Rooms at Lake Barkley State Park are now home to hundreds of those displaced by the tornado, after Governor Andy Beshear turned seven state parks into free emergency housing for tornado victims. Everyone we spoke with said they couldn’t be more grateful.

Logan Brown’s home in Dawson Springs was rocked and twisted by the tornado that passed through Friday night.

“The living room has been nicely redesigned,” said Brown.

For now, they are sleeping at the lodge in Lake Barkley State Park.

Help Kentucky tornado victims by donating to the Red Cross

“This place is amazing, the staff have been wonderful to us. There is nothing we can do but be grateful and smile,” said Brown.

It’s amazing that this family is smiling.

Brown’s wife, Emily Zimmerman, still has her hospital bracelets on her wrists. Just before the tornado robbed their home, Zimmerman had just undergone emergency surgery, after discovering that she had lost her baby.

“To lose our child and then go and find out we lost everything, it was just unimaginable. It’s a great place to stay and they are helpful, they are understanding,” Zimmerman said.

This state park is also home to Jason Jones and eight members of his family. They were from Mayfield. His car – without a rear window – sits in the parking lot as a little reminder of the damage done.

“All you could see was lightning, blue fog, mist like smoke. The whole house was rumbling. I mean a loud noise like a train was right next to the house, I mean he was scolding. It was scary and terrifying, “Jones said.

In addition to free accommodations and meals at the seven state parks, there is a range of items donated for these families to make them feel at home. The park superintendent told WLKY that 249 displaced victims of the tornado now have a place to feel comfortable – what it might be like.

“We’re here for them, whether it’s an ear to listen to their story, a shoulder to cry on, a hug, a hot meal, accommodation, whatever we need we can take care of it,” said David Miller, of the park. Superintendent of Barkley Lake State Park.

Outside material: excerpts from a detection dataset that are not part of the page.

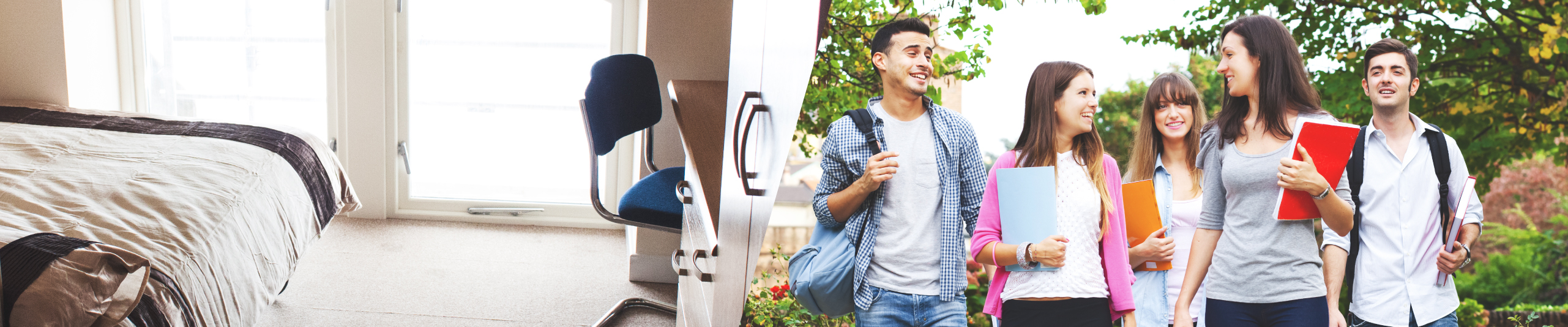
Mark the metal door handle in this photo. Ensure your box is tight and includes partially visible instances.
[692,250,714,282]
[676,179,692,205]
[397,141,414,175]
[731,91,772,197]
[670,249,690,275]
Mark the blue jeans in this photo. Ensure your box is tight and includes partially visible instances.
[854,285,969,327]
[1204,297,1328,327]
[1347,313,1460,327]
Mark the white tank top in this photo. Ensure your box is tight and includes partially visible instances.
[1002,151,1110,300]
[1165,194,1206,324]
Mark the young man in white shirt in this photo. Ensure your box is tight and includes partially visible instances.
[1323,39,1482,327]
[812,19,986,327]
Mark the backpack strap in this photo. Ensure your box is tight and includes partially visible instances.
[1344,126,1367,299]
[843,108,881,240]
[1422,124,1457,246]
[845,108,881,154]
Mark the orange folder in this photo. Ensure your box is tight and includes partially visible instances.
[1121,179,1171,272]
[1275,118,1361,220]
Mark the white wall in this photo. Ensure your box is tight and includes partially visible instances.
[0,0,69,105]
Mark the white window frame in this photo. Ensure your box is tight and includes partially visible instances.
[114,0,343,151]
[93,0,637,230]
[386,0,644,230]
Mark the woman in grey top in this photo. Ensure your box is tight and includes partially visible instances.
[1174,16,1353,327]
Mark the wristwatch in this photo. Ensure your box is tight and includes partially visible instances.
[1455,242,1471,267]
[1312,187,1334,200]
[1018,242,1040,269]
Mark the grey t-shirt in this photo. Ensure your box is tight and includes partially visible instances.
[865,103,943,296]
[1195,113,1355,303]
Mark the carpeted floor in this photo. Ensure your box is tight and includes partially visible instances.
[259,219,676,327]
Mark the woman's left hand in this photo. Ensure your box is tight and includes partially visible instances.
[1278,145,1328,195]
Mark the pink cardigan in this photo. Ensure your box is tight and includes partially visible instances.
[969,151,1133,321]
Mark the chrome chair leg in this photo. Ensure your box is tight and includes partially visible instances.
[592,297,676,327]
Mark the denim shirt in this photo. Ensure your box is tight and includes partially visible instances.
[1132,154,1208,327]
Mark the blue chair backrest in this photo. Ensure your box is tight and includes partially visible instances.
[583,55,663,156]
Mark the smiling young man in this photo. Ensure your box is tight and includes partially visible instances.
[812,19,986,327]
[1323,39,1482,327]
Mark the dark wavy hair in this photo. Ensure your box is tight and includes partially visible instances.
[1204,14,1328,148]
[870,17,931,53]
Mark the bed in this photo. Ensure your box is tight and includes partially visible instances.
[0,100,359,327]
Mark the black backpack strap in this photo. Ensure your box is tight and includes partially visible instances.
[1344,126,1367,303]
[845,108,881,154]
[843,108,881,240]
[1422,124,1458,246]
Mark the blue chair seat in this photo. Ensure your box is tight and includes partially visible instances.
[621,167,685,230]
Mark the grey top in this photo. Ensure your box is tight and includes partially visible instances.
[1195,113,1355,303]
[865,102,943,296]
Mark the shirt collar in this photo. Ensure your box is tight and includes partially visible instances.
[1367,113,1441,133]
[865,96,936,110]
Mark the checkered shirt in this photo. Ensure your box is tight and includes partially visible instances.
[812,96,986,310]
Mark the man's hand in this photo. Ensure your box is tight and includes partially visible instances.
[1029,236,1068,267]
[1127,228,1176,267]
[1328,308,1350,327]
[1438,241,1469,274]
[854,151,898,194]
[1278,145,1328,195]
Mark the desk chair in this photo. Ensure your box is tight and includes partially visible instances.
[580,55,685,325]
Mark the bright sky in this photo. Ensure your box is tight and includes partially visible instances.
[941,0,1208,152]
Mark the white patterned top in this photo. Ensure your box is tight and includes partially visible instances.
[1002,151,1110,300]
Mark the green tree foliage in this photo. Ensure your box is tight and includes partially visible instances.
[1094,55,1225,170]
[1454,190,1568,308]
[1094,75,1149,165]
[793,0,1105,156]
[1122,0,1568,192]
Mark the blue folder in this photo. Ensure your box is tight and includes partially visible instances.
[996,167,1058,272]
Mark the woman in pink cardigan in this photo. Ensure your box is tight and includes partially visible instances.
[969,61,1133,327]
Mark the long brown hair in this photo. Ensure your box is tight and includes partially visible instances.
[1013,61,1115,228]
[1204,14,1328,148]
[1126,72,1209,192]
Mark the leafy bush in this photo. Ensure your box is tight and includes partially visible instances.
[740,246,854,327]
[1454,207,1568,308]
[1454,299,1491,327]
[1498,303,1568,313]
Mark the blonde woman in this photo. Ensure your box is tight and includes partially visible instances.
[1122,72,1209,327]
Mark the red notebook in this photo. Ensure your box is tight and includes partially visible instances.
[1275,118,1361,220]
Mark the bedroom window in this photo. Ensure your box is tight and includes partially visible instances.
[397,0,611,207]
[136,0,329,140]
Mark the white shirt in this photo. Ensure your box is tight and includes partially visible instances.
[865,102,943,296]
[1002,151,1110,300]
[1323,115,1482,325]
[1165,194,1208,324]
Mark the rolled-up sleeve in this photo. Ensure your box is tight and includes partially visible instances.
[811,116,865,228]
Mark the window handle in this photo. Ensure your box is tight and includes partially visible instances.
[397,141,414,175]
[469,208,544,217]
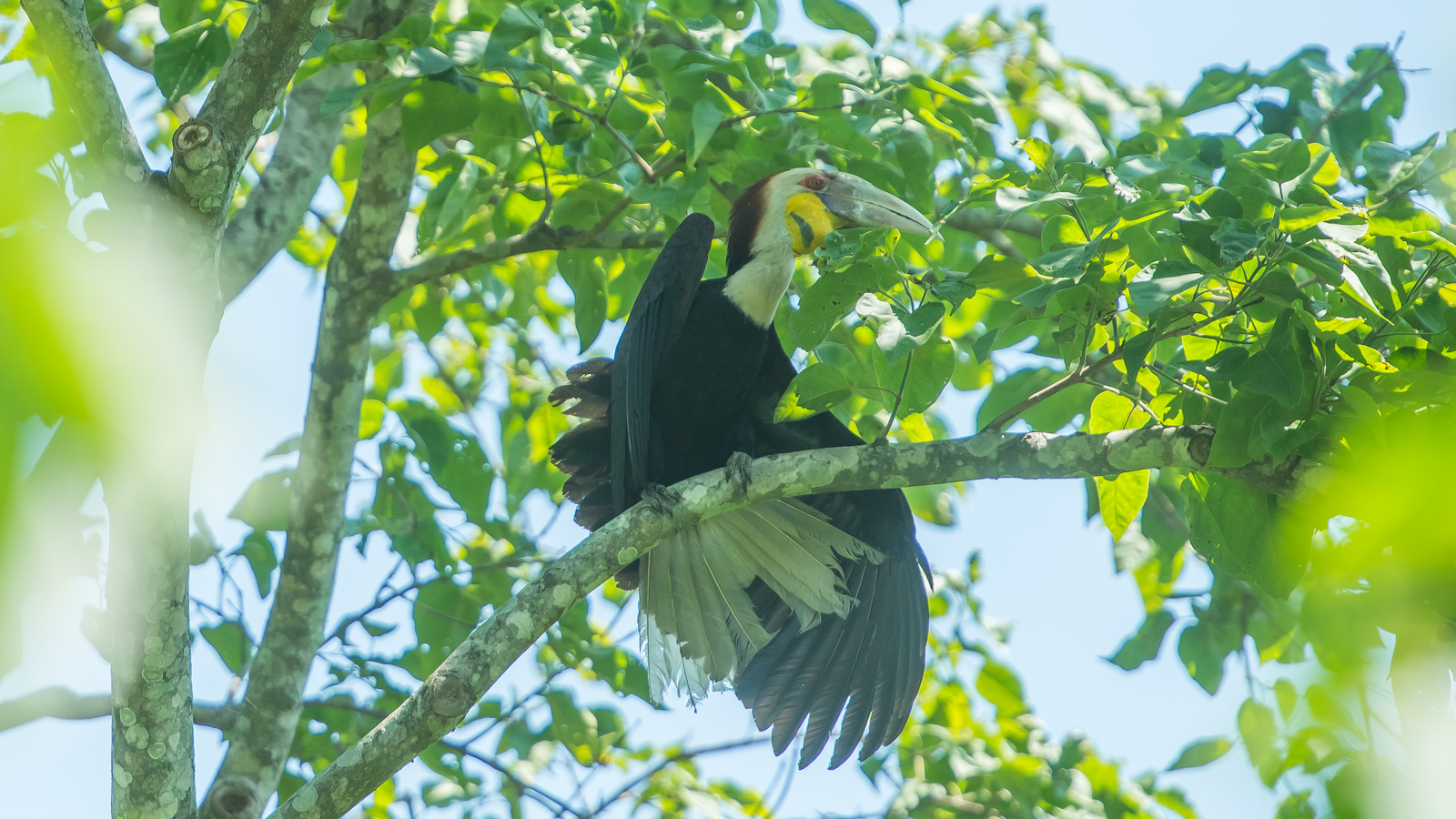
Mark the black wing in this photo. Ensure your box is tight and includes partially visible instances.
[612,213,713,514]
[733,336,929,768]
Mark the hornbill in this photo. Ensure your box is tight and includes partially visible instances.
[551,167,930,768]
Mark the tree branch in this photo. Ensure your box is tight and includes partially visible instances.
[393,226,667,298]
[102,431,206,819]
[202,54,415,819]
[20,0,151,187]
[946,208,1041,239]
[220,66,354,303]
[0,685,302,732]
[0,685,111,732]
[92,17,156,75]
[262,427,1313,819]
[185,0,333,197]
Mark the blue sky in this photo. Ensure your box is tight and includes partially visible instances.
[0,0,1456,817]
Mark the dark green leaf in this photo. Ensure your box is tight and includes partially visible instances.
[153,20,233,99]
[1107,609,1176,670]
[1127,272,1207,317]
[774,361,852,422]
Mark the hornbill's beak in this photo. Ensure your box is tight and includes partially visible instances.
[815,174,932,236]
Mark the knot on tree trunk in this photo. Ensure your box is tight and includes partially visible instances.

“Was it a big help to be able to come here? Yes, no electricity, no electricity, no heating, no running water – nothing like that? It’s just a miracle. God, I mean , he’s providing that’s all I can say, “Jones said.

“We have to keep hope, if we lose hope, we have nothing to keep hope and everyone in all the communities around us has shown enough and it’s just amazing. really grateful just to be here, ”said Brown.

Homes are almost full at Barkley Lake, but six other state parks are participating.